Physiological Density
The number of people per unit of arable (farmable) land.
Diffusion
The process by which a cultural or other phenomenon spreads from its origin to other locations over time.
Connectivity
The degree of direct linkage between one location and others within a transport or communication network.
Scattered (Distribution)
A spatial pattern in which objects are spread out over a wide area with considerable space between them.
Distribution
The arrangement of physical or human features in space.
Environmental Determinism
The theory that the physical environment exclusively shapes human development, culture, behavior, and even economic and political systems.
Absolute Location
The precise point on Earth where a place is located, typically expressed in latitude and longitude or a street address.
Relative Location
The position of a place in relation to other places or landmarks.
Site
The physical characteristics of a place, including landforms, climate, vegetation, water, soil, and resources.
Toponym
The name given to a place on Earth.
Natural Landscape
The physical environment that exists before significant human modification.
Cartographer
A person who creates maps.
Land Use
How humans utilize Earth’s surface, including agriculture, residential, industrial, and recreational activities.
Sustainability
The ability to meet present needs without compromising the ability of future generations to meet their own needs.
Formal Region (Uniform Region)
An area where everyone shares one or more common characteristics, such as language, climate, or political system.
Functional Region (Nodal Region)
An area organized around a central node, with surrounding areas linked to it through interaction or connection.
Vernacular (Perceptual) Region
An area defined by people’s informal sense of place and cultural identity rather than formal boundaries.
Scale (Cartographic/Geographic)
The relationship between the area shown on a map and the actual size of that area on Earth.
Distance Decay
The declining degree of interaction between two places as the distance between them increases.
Friction of Distance
The concept that effort, cost, and time to overcome distance increase with distance traveled.
Time-Space Compression
The reduction in perceived distance between places due to advances in transportation and communication.
Distortion (Map)
Inaccuracies that occur when representing Earth’s curved surface on a flat map.
Geographic Information System (GIS)
A computer system for capturing, storing, analyzing, managing, and displaying geographically referenced information.
Global Positioning System (GPS)
A satellite-based navigation system that provides precise location, time, and navigation information.
Map Scale
The ratio between a distance on a map and the corresponding distance on Earth’s surface.
Thematic Map
A map that focuses on a specific theme or subject within a geographic area using visual symbols to represent data.
Statistical Map
A type of thematic map that uses statistical data to depict spatial patterns of a phenomenon.
Cartogram
A map that distorts the size of geographic areas to represent a specific variable such as population or GDP.
Dot Map
A thematic map that uses dots to represent the presence or quantity of a phenomenon.
Choropleth Map
A map that uses shading or coloring of areas to represent the intensity or value of a variable (e.g., population density).
Isoline Map
A thematic map that uses lines to connect points of equal value (e.g., elevation or temperature).

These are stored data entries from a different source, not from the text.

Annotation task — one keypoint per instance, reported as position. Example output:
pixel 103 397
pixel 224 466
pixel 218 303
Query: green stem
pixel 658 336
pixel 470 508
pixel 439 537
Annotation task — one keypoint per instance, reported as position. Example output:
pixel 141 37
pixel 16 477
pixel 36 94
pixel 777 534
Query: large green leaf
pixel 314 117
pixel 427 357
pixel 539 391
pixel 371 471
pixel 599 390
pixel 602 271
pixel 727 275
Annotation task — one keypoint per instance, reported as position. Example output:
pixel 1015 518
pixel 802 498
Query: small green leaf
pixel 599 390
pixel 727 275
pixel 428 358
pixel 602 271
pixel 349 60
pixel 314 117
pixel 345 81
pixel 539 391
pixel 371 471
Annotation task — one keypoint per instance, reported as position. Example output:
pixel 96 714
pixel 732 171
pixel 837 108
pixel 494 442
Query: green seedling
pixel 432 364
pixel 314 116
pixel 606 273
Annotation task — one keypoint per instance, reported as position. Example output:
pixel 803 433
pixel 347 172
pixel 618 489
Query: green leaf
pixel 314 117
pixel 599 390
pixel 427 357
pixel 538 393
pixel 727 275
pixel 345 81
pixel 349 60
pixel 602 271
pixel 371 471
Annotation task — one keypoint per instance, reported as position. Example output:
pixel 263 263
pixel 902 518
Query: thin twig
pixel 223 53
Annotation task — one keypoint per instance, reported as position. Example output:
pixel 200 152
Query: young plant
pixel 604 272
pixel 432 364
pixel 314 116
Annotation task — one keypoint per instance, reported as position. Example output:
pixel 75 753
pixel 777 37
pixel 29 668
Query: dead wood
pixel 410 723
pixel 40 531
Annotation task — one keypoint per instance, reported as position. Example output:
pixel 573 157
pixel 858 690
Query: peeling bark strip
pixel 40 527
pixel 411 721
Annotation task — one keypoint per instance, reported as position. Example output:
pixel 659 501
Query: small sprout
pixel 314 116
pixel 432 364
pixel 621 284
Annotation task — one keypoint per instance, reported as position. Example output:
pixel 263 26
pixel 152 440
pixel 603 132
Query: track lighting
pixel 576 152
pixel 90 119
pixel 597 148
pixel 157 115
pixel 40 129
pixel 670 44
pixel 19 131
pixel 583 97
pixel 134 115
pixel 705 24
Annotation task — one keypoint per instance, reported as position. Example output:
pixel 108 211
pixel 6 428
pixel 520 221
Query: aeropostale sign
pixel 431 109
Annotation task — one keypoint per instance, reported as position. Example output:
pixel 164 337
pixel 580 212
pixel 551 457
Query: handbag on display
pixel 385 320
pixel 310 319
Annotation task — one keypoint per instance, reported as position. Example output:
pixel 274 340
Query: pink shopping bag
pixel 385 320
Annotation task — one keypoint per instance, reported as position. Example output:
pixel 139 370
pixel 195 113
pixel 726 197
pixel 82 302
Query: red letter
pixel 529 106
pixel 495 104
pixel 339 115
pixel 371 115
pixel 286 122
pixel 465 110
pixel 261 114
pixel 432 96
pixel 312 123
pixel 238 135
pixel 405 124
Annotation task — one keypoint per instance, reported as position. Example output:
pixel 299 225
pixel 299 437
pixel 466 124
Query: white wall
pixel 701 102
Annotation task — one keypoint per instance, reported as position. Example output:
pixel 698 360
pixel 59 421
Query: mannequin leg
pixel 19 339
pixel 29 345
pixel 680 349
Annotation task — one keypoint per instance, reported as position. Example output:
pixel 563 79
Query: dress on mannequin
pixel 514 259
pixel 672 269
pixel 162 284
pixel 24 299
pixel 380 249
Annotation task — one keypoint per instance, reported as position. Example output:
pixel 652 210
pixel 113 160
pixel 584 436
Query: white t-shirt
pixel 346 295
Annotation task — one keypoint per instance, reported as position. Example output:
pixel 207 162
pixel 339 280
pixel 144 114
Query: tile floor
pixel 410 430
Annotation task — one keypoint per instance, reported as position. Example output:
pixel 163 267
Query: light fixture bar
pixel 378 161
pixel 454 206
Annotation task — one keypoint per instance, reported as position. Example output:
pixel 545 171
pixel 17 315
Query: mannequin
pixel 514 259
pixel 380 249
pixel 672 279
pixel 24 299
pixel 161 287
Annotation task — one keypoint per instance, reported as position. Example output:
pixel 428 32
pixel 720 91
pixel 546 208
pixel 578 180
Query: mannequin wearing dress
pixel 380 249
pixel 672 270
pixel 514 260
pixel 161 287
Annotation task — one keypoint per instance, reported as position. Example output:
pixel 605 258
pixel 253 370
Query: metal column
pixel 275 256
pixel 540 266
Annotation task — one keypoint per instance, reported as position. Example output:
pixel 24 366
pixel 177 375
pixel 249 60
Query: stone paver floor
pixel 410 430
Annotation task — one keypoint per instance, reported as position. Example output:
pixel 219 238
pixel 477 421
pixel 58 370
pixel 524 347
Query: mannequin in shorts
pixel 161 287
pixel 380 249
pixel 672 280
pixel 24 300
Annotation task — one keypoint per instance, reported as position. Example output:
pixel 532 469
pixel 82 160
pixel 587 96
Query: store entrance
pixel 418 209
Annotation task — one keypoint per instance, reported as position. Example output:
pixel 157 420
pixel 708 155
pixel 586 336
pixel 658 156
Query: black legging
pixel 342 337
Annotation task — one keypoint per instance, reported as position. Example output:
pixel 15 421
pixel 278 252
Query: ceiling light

Mental Map (Cognitive Map)
An individual’s internal, subjective representation of a place or environment.
Model (Geographic)
A simplified representation of real-world spatial relationships or processes.
Remote Sensing
Acquiring information about Earth’s surface from a distance, typically via sensors on satellites or aircraft.
Gravity Model
A spatial interaction model predicting flows of people, goods, or information between two locations based on their population size and the distance between them.